With a five-year Mentored Clinical Scientist Development Award from the National Institute of Health, Michael A. Helmrath, MD, assistant professor of pediatric surgery at Baylor College of Medicine, hopes to answer some of those questions by studying specific secreting cells found in the gastrointestinal tract.

Some disorders of the intestine and stomach can require massive surgery called a small bowel resection. In this procedure, the surgeon removes diseased portions of the intestine, and then sews the healthy ends back together.

"The small intestine is a rapidly turning over tissue that continues to renew itself by making new cells," says Helmrath. "This ability to regenerate allows the intestine to recover after injury or surgery."

The means by which intestinal tissue adapts after a small bowel resection is currently unknown, but Helmrath believes the answer resides in the secretory cells of the intestine.

The small intestine is composed of two types of cells: absorptive or secretory. Absorptive cells, known as enterocytes, take in and digest nutrients, while secretory cells emit important elements into the blood. Secretory cells include: goblet cells, which secrete mucus; enteroendocrine cells, which secrete hormones; and Paneth cells, which secrete defensive molecules that defend against harmful bacteria.

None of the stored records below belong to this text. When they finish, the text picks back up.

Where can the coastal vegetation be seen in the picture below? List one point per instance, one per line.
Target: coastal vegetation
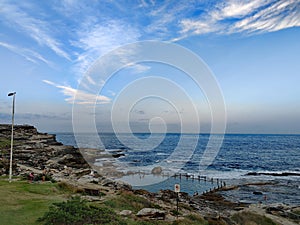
(40, 203)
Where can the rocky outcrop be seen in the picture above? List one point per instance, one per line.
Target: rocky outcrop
(38, 150)
(152, 213)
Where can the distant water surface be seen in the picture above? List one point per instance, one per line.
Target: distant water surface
(239, 155)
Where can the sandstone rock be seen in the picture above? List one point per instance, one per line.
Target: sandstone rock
(156, 170)
(125, 213)
(152, 213)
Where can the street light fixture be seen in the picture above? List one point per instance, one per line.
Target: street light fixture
(12, 134)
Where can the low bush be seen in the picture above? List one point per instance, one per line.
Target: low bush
(77, 212)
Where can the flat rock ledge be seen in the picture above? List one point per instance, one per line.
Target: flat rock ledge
(41, 153)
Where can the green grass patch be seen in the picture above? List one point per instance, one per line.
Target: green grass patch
(22, 203)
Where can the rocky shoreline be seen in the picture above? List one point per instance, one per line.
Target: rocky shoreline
(41, 153)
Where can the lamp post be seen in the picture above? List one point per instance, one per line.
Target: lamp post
(12, 134)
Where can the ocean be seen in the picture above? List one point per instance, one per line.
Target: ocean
(241, 157)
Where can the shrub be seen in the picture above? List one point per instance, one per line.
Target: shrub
(77, 212)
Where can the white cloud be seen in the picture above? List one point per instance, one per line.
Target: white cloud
(37, 29)
(281, 15)
(97, 38)
(26, 53)
(244, 16)
(79, 96)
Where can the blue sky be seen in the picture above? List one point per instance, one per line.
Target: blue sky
(252, 47)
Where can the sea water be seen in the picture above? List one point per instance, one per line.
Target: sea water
(238, 155)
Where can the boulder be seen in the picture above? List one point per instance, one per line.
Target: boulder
(156, 170)
(125, 213)
(152, 213)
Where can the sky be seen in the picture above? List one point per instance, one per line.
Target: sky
(252, 48)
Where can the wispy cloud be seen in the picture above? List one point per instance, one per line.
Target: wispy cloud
(79, 96)
(39, 30)
(26, 53)
(97, 38)
(235, 16)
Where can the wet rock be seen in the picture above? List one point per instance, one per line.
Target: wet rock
(156, 170)
(151, 213)
(125, 213)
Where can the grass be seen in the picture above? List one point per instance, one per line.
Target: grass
(23, 203)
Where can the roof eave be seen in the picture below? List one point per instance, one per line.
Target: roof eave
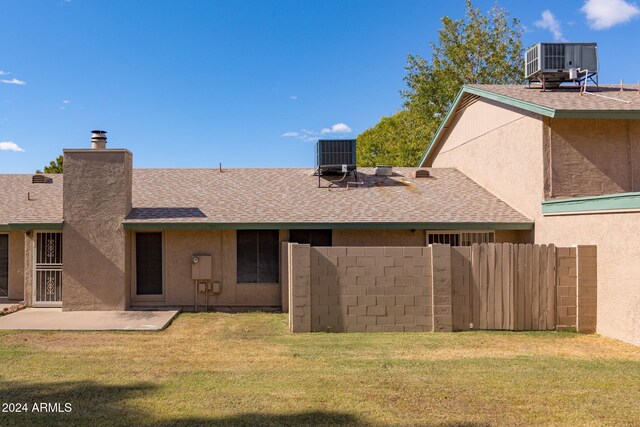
(525, 225)
(17, 226)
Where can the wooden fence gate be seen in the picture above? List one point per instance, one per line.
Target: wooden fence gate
(504, 286)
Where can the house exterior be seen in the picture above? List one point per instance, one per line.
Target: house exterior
(106, 236)
(568, 161)
(509, 164)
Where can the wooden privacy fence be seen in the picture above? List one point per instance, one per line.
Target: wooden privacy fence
(504, 286)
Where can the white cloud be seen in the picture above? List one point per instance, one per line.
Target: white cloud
(603, 14)
(10, 146)
(549, 22)
(13, 81)
(337, 128)
(310, 135)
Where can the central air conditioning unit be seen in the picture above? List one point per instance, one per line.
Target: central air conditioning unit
(555, 63)
(335, 156)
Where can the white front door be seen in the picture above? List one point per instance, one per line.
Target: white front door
(48, 270)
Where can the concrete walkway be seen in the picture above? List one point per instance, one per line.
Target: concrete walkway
(54, 319)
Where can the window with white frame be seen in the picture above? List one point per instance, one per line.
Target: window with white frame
(460, 238)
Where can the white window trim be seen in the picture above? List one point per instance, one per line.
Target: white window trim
(459, 233)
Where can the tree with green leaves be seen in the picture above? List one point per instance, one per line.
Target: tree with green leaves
(55, 166)
(477, 49)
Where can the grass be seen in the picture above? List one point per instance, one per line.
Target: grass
(247, 369)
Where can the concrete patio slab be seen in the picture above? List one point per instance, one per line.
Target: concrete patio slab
(54, 319)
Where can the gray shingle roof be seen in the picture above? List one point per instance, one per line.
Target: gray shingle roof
(44, 206)
(250, 196)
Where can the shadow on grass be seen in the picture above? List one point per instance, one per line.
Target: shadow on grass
(98, 404)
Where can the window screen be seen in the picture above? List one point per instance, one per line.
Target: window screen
(258, 256)
(149, 263)
(311, 237)
(461, 239)
(4, 265)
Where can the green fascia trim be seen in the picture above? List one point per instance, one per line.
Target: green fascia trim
(332, 226)
(621, 201)
(442, 126)
(598, 114)
(529, 106)
(31, 226)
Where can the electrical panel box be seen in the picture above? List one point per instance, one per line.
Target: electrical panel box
(201, 267)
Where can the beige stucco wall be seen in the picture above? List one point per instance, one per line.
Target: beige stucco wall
(512, 160)
(590, 157)
(615, 235)
(490, 144)
(96, 197)
(16, 265)
(179, 290)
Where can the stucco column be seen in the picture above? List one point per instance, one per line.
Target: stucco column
(587, 289)
(299, 287)
(441, 293)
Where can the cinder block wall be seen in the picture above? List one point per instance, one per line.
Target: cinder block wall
(362, 289)
(397, 289)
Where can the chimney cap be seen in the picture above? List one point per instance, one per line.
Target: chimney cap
(98, 139)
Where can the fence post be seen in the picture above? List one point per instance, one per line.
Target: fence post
(441, 292)
(299, 287)
(587, 291)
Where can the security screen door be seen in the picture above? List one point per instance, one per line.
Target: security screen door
(48, 270)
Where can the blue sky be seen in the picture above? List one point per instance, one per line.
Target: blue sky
(195, 83)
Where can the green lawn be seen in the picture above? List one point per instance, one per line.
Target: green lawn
(247, 369)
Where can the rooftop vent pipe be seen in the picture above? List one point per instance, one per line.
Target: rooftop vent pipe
(98, 140)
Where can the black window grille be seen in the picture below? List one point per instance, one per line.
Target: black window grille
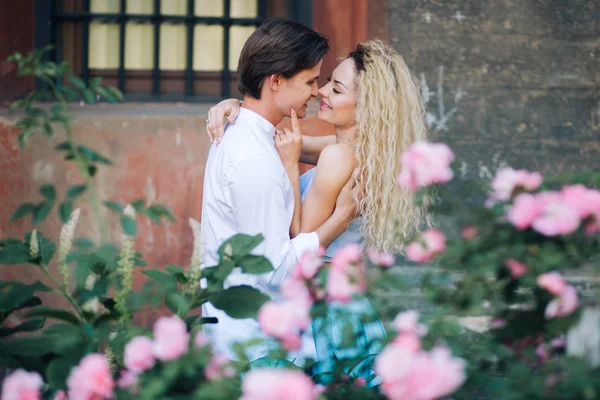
(51, 16)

Helmrath believes increased production of secretory cells within the intestine aids adaptation following a small bowel resection.

Helmrath tested his theory by performing small bowel resections on mice. Following surgery, the distribution of secretory cells was recorded at timed increments. An increased production of goblet, Paneth, and enteroendocrine cells was observed shortly after the procedure, supporting Helmrath's hypothesis that massive small bowel resections do result in an increased allocation of secretory cells in the intestine.

Through future research, Helmrath plans to determine if these changes may help reset sustained increases in intestinal stem cell production following small bowel intestinal resection.

Helmrath has developed additional models that reveal that early signaling by these secreting cells causes the intestine to adjust physically. He believes this signaling ultimately decides the intestine's architecture.
"Understanding the regulation of intestinal stem cell proliferation and lineage allocation will give insight to the mechanisms that can sustain increased mucosal surface area following injury and will offer numerous potential therapeutic targets," says Helmrath.